Investors aren’t backing down, though. 49% of investors haven’t re-positioned their portfolios, and 48% are planning to invest more in US stocks over the next 12 months. If that’s not enough, 41% of investors see tech as the best buying opportunity of any sector.

 

Checking blind spots

How has the everyday investor stayed so resilient?

Education and accessibility have helped them stay the course. These days, the information moat between Wall Street and Main Street is shrinking, and investors have a wealth of education at their fingertips.

The average retail investor has a long-term focus, too. More than half of our survey respondents have been investing for 11 years or more. Only 24% of them trade more than once a month. Many everyday investors don’t fit the stereotype of a hot stock chaser. They just want to build a nest egg, and they’ve learned the importance of small steps in goal planning.
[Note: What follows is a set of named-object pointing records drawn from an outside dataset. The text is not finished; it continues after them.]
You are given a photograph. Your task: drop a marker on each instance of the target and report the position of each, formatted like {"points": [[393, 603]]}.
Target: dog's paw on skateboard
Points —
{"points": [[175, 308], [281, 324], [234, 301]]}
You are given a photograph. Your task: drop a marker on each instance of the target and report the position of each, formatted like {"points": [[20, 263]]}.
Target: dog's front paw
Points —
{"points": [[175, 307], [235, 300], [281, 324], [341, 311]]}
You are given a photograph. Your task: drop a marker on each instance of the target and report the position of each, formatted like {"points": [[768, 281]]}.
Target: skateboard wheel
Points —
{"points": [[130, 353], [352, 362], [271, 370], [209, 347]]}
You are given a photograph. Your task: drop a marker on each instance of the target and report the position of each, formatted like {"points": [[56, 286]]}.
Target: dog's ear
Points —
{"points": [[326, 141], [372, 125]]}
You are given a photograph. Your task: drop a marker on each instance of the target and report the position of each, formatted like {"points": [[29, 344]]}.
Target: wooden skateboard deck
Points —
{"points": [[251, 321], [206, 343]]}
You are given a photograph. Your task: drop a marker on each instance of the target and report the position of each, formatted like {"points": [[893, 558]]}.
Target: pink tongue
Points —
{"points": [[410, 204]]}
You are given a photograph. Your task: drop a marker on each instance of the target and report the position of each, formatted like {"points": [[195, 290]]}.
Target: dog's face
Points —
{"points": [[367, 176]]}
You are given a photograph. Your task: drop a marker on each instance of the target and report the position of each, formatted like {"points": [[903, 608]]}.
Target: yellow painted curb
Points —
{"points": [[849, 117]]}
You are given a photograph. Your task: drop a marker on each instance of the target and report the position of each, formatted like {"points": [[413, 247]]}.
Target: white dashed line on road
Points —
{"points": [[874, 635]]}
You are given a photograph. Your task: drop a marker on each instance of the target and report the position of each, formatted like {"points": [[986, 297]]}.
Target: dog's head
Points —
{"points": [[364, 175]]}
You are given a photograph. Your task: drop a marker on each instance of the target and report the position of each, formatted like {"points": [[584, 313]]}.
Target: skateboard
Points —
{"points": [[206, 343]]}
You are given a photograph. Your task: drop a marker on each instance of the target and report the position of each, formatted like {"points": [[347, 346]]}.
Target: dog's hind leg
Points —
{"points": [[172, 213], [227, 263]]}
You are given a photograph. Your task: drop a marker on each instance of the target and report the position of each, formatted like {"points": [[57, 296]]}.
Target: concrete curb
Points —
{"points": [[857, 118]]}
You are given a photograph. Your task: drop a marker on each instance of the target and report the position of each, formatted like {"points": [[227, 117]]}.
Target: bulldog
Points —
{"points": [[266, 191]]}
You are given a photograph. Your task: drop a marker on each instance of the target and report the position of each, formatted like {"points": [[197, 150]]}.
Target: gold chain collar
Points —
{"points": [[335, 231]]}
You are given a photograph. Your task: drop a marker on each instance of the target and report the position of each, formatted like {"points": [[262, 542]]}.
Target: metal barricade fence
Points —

They’re also thinking holistically about return and risk. Diversification or the concept of spreading your money out across multiple assets to manage risk isn’t just for the pros. A good chunk of everyday investors are hedged, holding a mix of mostly stocks and bonds. In fact, stocks and cash are the two most-held assets among surveyed investors.

Yes, there are still plenty of people who hold riskier investments, like crypto (28% of respondents, to be exact). Nearly half of young investors (ages 18 to 34) have been investing for two years or less, and they may have the stomach for high-risk holdings. But on the whole, this crop of investors has learned to check their portfolio’s blind spots, balancing risk and reward in their investments.

Diversification can be extra prudent in uneasy market environments. Yes, the S&P 500 has dropped 5.5% this year, but bonds (measured by the Bloomberg Barclays US Aggregate Bond Index) have only fallen 1.3%. If you understand that market storms are temporary, the natural next step is to learn how to hunker down and weather the storm. It seems like a swath of individual investors are doing just that.

 

Buying the dip

Retail investors haven’t been scared by the selloff in tech. But as the pandemic progresses and the policy situation gets trickier, they may start losing faith. And this could spell trouble for the market, considering the everyday investor holds double the amount of stocks today then they did pre-COVID (according to Fed data).

About 64% of investors we surveyed aren’t feeling confident in the global economy’s prospects, even though an overwhelming majority of them feel confident in their portfolios. To be fair, it’s a confusing time to be an investor, and the upcoming year could be a preview of the rest of this economic cycle. Plus, the market is looking ripe for a reset, according to historical standards. The S&P 500 has gone through a 10-20% pullback every two years on average since 1950. Our last was in March 2020. If individual investors start selling en masse, the market impact could snowball quickly.

Right now, the current selloff looks a little dramatic for the scenario at hand. The market has tensed its stomach in preparation for the Fed’s next moves, and we think it may be overreacting a little.

Even so, it looks like this retail crowd is here for the long haul. Stock selloffs are becoming shorter and rare, and inflation has upped the pressure to put money to work. The biggest risk to the retail investor may be the drop in high-growth areas of the market. But they’re more emboldened than ever, with lots of cash on hand.

This may just be another storm that can be viewed as a generational buying opportunity.